1605'te "La Mancha'lı Yaratıcı Asilzade Don Quijote" ve 1615’te "Marifetli Şövalye La Mancha'lı Don Kişot'un İkinci Bölümü" olmak üzere iki bölüm halinde yayımlanan roman, en akıcı İspanyol edebi eserlerden biridir ve İspanyol edebiyatına ciddi bir giriş olarak kabul edilir. Modern Batı edebiyatının kurucu eserleri olarak ilk modern roman sıfatıyla anılır.[1]

Cervantes, çalışmalarını dilin Orta Çağ biçimi olan eski İspanyolcadan bolca örnekleme yaparak modern İspanyolca dilinde yazdı. Temmuz 1604'te Cervantes, eserin ilk bölümünün haklarını bilinmeyen bir meblağ karşılığında yayıncı Francisco de Robles'a sattı.[2] Basım ruhsatı Eylül'de verildi, basımı Aralık'ta tamamlandı ve kitap 16 Ocak 1605'te çıktı.[3][4]

Eserin satış başarısı, korsan basımlara zemin hazırladı. 1614 yılında gizemli bir yazar tarafından Avellaneda mahlasıyla sahte bir ikinci bölüm yayınlandı. Bu gelişme, Cervantes'i gerçek bir ikinci bölüm yazmaya teşvik etti ve yeni sahte kitapların önüne geçmek niyetiyle olay örgüsünde Don Kişot'u öldürdü. Bu ikinci eser Cervantes'in ölümünden bir sene önce, 1615 yılında yayınlandı.[5]

Cervantes, hakikatte öyle olmadığı halde, ünlü kişilere atfedilerek, süslü sözlerle doldurulmuş olan ve böylece yazarının aslında okura karşı sahtekarlık yapmış olduğu dönemin şövalyelik romanlarını eleştirir. Ona göre bu tür hilekâr tutumlar yerine, yazar özgün olabilmeli ve bu uğurda gerektiğinde yerleşik kalıplarla kavga ederek ve okuru aldatmaksızın ona ulaşabilmelidir. Cervantes’in yine roman kahramanları üzerinden, eski dönemi temsil eden şövalyelik romanlarına yönelik eleştiride bulunurken, "akıllıca sanattan mahrum" bu eserlerin, gereksiz kimseler gibi Hristiyanlık topraklarından kovulması gerektiğinin belirtilmesi dikkat çekicidir.[6]

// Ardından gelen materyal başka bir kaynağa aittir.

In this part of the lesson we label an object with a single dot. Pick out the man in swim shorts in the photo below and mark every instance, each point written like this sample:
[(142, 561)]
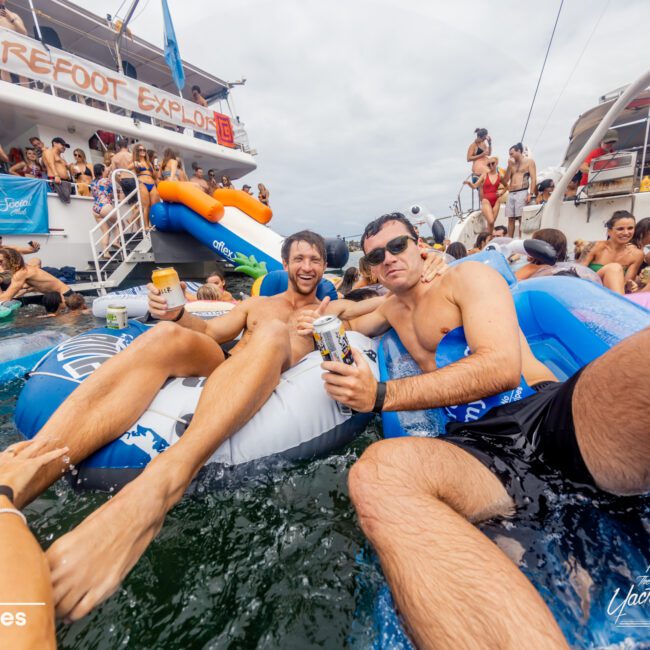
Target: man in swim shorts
[(520, 177), (89, 563), (417, 498)]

La Mancha ilinde yaşayan 50'li yaşlarında bir aristokrat olan Alonso Quijano, şövalye kitaplarına takıntılıdır. O kadar çok okur ki, sonunda çıldırır. Fakat sadece şövalyelerle ilgili konularda çıldırmıştır, diğer konularda ise son derece akıllı bir asilzadedir. Quijano şövalye kitaplarını okuya okuya iyice onlara özenir. Dedesinden kalma zırh, kılıç vs aletleri temizler, kendi gibi sıska olan atını da eyerleyip yola çıkar. Sonra komşusu Sancho Panza'yı vali yapma vaatleriyle kandırıp kendine silahtar yapar. Bir köylü kızını da sevgilisi ilan eder. Ve her şeyini bırakıp yollara düşer.

İspanya edebiyat tarihinin en önemli ismi sayılan Cervantes, Don Quijote'yi İspanyolca yazmıştır. İspanyolca ismin Türkçe telaffuzu Don Kişot değil, Don Kihote'dir.[6] Türkiye'de neden doğru kullanılmadığı sorusu ise şöyle açıklanabilir: Fransız İhtilali'nin Osmanlı İmparatorluğu üzerindeki etkileri ve sonrasında yavaş yavaş nükseden Fransız hayranlığı neticesinde, birçok Fransızca eser Osmanlı'nın ilgi odağına yerleşti. Tanzimat döneminde Don Quijote'nin Fransızca baskıları (Don Quichotte) okunurdu. Eserin Fransızca'daki telaffuzu ise Don Kişot'tur. Dolayısıyla yapılan ilk çevirilerde Don Quijote'nin dilimize aktarımı çevirinin çevirisi biçiminde ilerledi.